Abstract

Old age is associated with increased bone fragility and risk of fracture as a result of skeletal alterations, including low bone density and cortical thinning. Further, apoptotic osteocytes accumulate in old mice and humans. We have previously shown that mice lacking osteocytic connexin (Cx) 43 (Cx43^ΔOt) exhibit a phenotype similar to that of the aging skeleton, with elevated osteocyte apoptosis and an associated increase in osteoclastogenesis. These findings suggest that osteocyte apoptosis results in the release of factors that recruit osteoclasts to bone surfaces close to areas that contain apoptotic osteocytes. However, the specific chemotactic signals, the events mediating their release, and the mechanisms of their action remain unknown. Consistent with this notion, we also found that HMGB1 released by Cx43-deficient (Cx43^def) MLO-Y4 osteocytic cells enhances osteoclastogenesis in part by increasing osteocytic RANKL, which promotes osteoclastogenesis, and, at the same time, directly stimulating osteoclastogenesis. Further, expression of the pro-survival microRNA (miR), miR21, is low in Cx43^def cells and bones from old female mice, and low miR21 levels increase osteocyte apoptosis. However, surprisingly, mice lacking miR21 (miR21^ΔOt) have decreased osteoclast number and activity even under conditions of elevated osteocyte apoptosis; suggesting that osteocytic miR21 may mediate osteoclast precursor recruitment/survival induced by apoptotic osteocytes. However, whether HMGB1/miR21 are released by osteocytes, and if the HMGB1 receptors, receptor for advanced glycation end products (RAGE) and/or toll-like receptor (TLR4) are involved in osteoclast recruitment in Cx43^ΔOt and old mice is unknown.
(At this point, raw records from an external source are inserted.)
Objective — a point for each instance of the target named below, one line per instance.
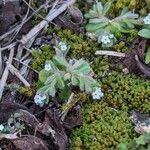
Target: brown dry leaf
(141, 122)
(8, 136)
(60, 137)
(143, 68)
(8, 108)
(29, 142)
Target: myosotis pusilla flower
(47, 67)
(1, 127)
(147, 20)
(97, 93)
(62, 46)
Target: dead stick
(5, 74)
(51, 15)
(110, 53)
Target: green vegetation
(103, 128)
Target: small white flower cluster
(97, 93)
(147, 19)
(39, 100)
(106, 39)
(1, 127)
(47, 67)
(62, 46)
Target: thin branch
(28, 39)
(5, 74)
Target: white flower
(72, 61)
(105, 39)
(111, 36)
(39, 100)
(1, 127)
(62, 46)
(97, 94)
(47, 67)
(147, 20)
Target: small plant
(102, 26)
(60, 76)
(147, 56)
(145, 32)
(13, 124)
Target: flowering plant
(99, 23)
(60, 76)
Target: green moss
(102, 129)
(26, 91)
(127, 91)
(40, 55)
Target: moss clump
(127, 90)
(102, 129)
(40, 55)
(26, 91)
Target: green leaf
(60, 82)
(147, 56)
(91, 27)
(140, 140)
(74, 80)
(60, 62)
(96, 20)
(124, 11)
(81, 84)
(43, 75)
(65, 93)
(144, 33)
(99, 8)
(107, 7)
(82, 67)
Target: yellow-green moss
(26, 91)
(127, 90)
(40, 55)
(102, 129)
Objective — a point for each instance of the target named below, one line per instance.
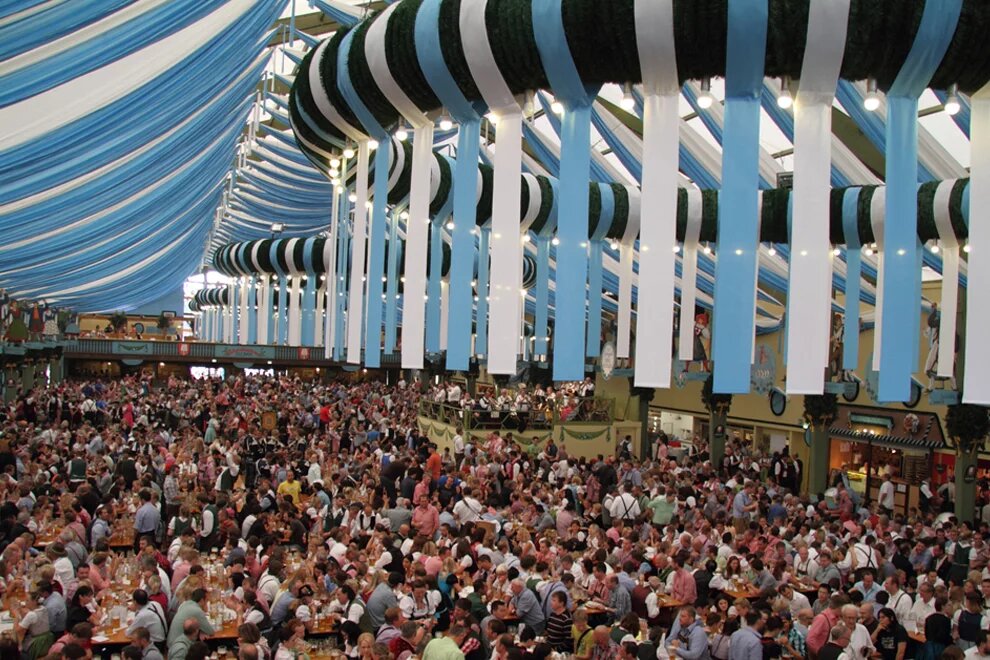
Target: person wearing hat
(148, 615)
(64, 573)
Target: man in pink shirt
(823, 623)
(684, 588)
(426, 518)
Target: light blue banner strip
(900, 331)
(376, 258)
(575, 156)
(594, 339)
(854, 268)
(460, 297)
(542, 293)
(481, 321)
(739, 215)
(392, 287)
(433, 286)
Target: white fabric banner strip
(689, 274)
(658, 227)
(506, 246)
(417, 232)
(626, 274)
(950, 279)
(295, 311)
(355, 298)
(976, 385)
(322, 99)
(330, 258)
(878, 208)
(263, 311)
(242, 328)
(374, 51)
(809, 311)
(81, 96)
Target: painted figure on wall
(835, 344)
(702, 340)
(17, 331)
(36, 322)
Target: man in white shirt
(982, 649)
(899, 601)
(887, 496)
(860, 644)
(923, 606)
(625, 506)
(468, 509)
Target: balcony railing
(522, 417)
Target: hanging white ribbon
(976, 384)
(355, 296)
(878, 207)
(689, 274)
(627, 256)
(330, 258)
(950, 279)
(809, 312)
(295, 312)
(506, 246)
(658, 227)
(417, 230)
(242, 329)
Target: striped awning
(901, 441)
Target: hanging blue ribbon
(481, 321)
(392, 287)
(854, 260)
(431, 61)
(376, 236)
(433, 286)
(252, 312)
(575, 157)
(899, 336)
(738, 215)
(594, 338)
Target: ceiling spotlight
(785, 100)
(952, 106)
(705, 100)
(872, 100)
(627, 102)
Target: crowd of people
(294, 519)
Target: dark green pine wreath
(714, 403)
(820, 409)
(968, 425)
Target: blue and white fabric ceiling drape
(116, 145)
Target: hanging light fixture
(785, 100)
(872, 100)
(705, 100)
(952, 105)
(627, 102)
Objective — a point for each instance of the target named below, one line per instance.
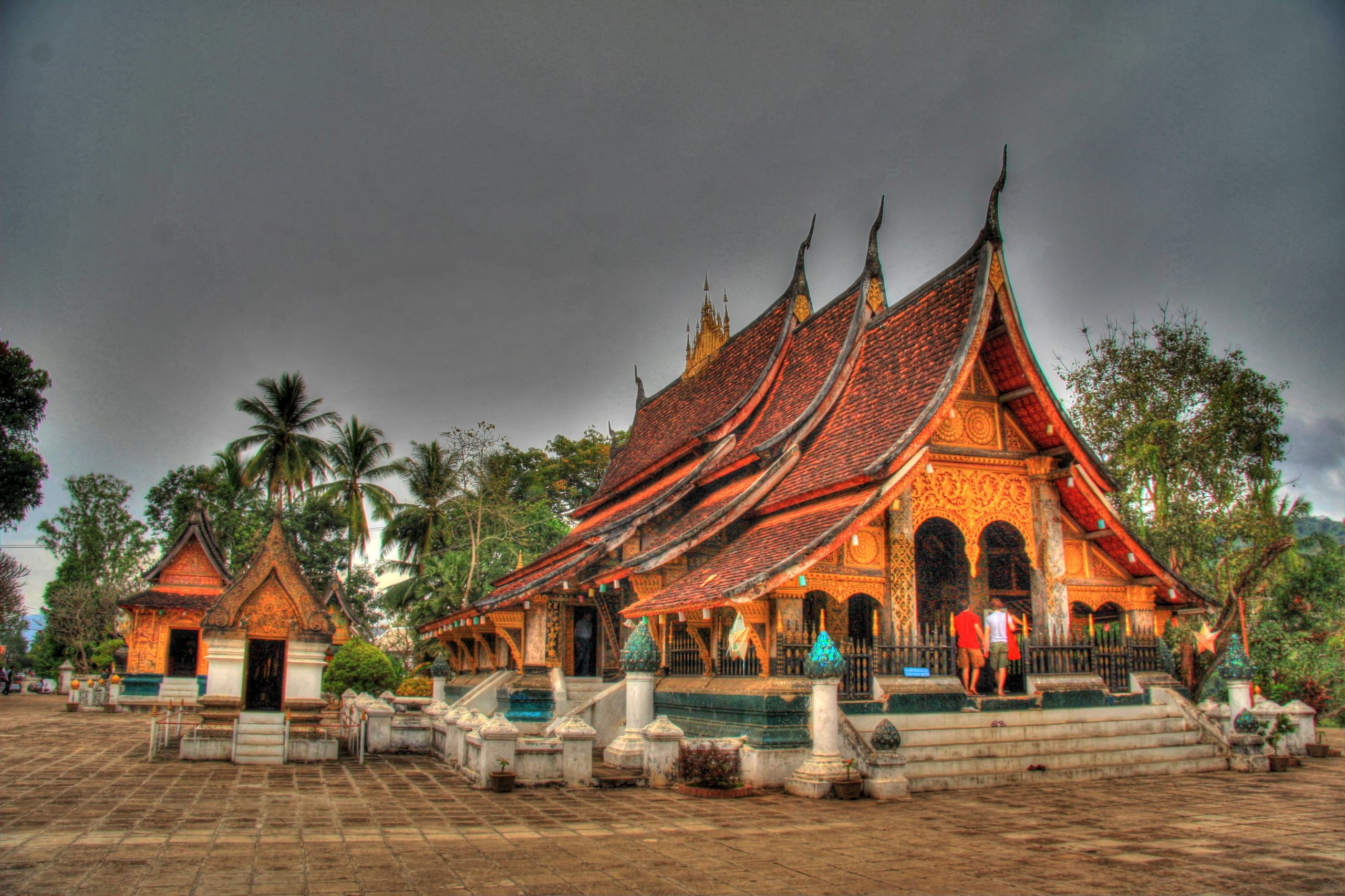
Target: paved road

The overall objectives of this series of studies were to elucidate the mechanisms underlying osteocyte apoptosis in Cx43-deficiency and aging and identify the signaling molecules that link osteocyte apoptosis and osteoclast recruitment. We hypothesize that enhanced extracellular release of the signaling factors HMGB1 and miR21 recruits osteoclasts to areas containing apoptotic osteocytes and promotes osteoclast activity, leading to targeted bone resorption. Overall, these studies will provide insights into the mechanisms governing osteocyte apoptosis and the associated targeted osteoclast resorption, allowing for the development of novel therapeutics for preserving the structure and strength of the aging skeleton.